Always there is the lore of the black box. It sounds like something out of a Greek myth: the tragedy recorded, voices contained after death in an indestructible box. Black boxes are actually bright orange so that they can be easily found in the event of a plane crash. The term “black box” simply refers to any system whose production can be observed but not its inner functions. A human mind is probably the best example of a black box.

It’s been some time since I gave up my young notion of winged souls in the body. We have no wings of our own but we have an unknown engine in us. The mind is opaque and inscrutable and can conceive of its own ending. It unraveled the secret of flight but does not know itself. I find this absurd and then again, very ordinary.

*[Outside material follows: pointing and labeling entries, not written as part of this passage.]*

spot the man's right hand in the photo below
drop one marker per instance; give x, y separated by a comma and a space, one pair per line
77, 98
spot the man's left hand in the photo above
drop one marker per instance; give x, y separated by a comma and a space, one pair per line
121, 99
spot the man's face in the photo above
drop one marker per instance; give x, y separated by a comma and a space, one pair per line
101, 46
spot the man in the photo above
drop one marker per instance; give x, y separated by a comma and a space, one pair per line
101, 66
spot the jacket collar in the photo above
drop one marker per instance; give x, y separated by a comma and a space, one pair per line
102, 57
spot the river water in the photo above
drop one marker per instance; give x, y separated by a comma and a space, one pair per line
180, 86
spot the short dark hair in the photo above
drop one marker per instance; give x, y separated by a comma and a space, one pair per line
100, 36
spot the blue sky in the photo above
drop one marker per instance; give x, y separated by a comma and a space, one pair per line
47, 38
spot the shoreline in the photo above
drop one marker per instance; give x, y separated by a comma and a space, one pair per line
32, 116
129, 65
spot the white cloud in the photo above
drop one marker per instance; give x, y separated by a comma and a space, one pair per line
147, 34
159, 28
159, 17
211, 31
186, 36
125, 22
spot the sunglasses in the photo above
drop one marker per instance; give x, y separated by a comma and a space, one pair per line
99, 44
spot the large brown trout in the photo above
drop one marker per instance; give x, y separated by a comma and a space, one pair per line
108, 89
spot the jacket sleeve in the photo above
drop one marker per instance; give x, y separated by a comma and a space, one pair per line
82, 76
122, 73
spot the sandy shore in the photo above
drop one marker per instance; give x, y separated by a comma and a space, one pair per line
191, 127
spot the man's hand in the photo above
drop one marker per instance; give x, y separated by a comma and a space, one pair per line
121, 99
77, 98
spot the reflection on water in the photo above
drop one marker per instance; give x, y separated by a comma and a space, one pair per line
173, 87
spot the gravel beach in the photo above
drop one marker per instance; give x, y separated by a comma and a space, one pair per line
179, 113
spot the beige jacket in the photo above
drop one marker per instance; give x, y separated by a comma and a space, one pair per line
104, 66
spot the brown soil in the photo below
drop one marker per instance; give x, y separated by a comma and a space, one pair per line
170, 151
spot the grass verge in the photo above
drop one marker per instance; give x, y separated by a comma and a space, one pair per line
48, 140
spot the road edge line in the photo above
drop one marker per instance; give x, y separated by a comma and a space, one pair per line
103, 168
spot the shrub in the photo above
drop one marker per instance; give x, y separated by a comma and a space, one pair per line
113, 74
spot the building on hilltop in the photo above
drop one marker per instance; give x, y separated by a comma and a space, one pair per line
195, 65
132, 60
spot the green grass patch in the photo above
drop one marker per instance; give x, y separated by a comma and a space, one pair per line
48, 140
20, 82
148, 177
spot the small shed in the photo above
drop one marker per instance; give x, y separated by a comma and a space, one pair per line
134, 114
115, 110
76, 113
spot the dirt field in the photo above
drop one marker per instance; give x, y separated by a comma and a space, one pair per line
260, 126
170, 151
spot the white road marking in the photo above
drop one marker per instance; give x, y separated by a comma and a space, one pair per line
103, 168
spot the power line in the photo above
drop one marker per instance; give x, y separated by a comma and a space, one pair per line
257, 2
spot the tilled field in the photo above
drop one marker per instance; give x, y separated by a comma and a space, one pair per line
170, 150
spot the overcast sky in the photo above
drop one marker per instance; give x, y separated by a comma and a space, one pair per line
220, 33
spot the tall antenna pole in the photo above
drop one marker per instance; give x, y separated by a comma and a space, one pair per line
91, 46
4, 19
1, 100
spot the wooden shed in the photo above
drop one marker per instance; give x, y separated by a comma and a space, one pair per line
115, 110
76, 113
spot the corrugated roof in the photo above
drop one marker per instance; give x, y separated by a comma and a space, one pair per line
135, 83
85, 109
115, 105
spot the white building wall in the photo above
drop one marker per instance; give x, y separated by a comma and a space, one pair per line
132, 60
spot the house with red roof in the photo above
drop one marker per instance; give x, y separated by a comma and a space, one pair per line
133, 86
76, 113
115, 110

When disaster strikes, the oxygen masks descend. I wonder what that air tastes like.


Once while sitting in a terminal a moth landed at my feet. It fluttered about on the dirty carpet and I thought vaguely of Virginia Woolf. She wrote of moments of being—a term no one could adequately explain to me, but which seemed to indicate a pulling back of the wool. Some bright instant in which, to use Woolf’s own words, “we are the thing itself.”

I watched the moth hop about. I wondered how it got in, how it might get out. What it thought of all those steel birds wheeling on the tarmac.

Animals gifted with wings do not make distinctions between moments of being and non-being. And yet I would not prefer their delicate lives.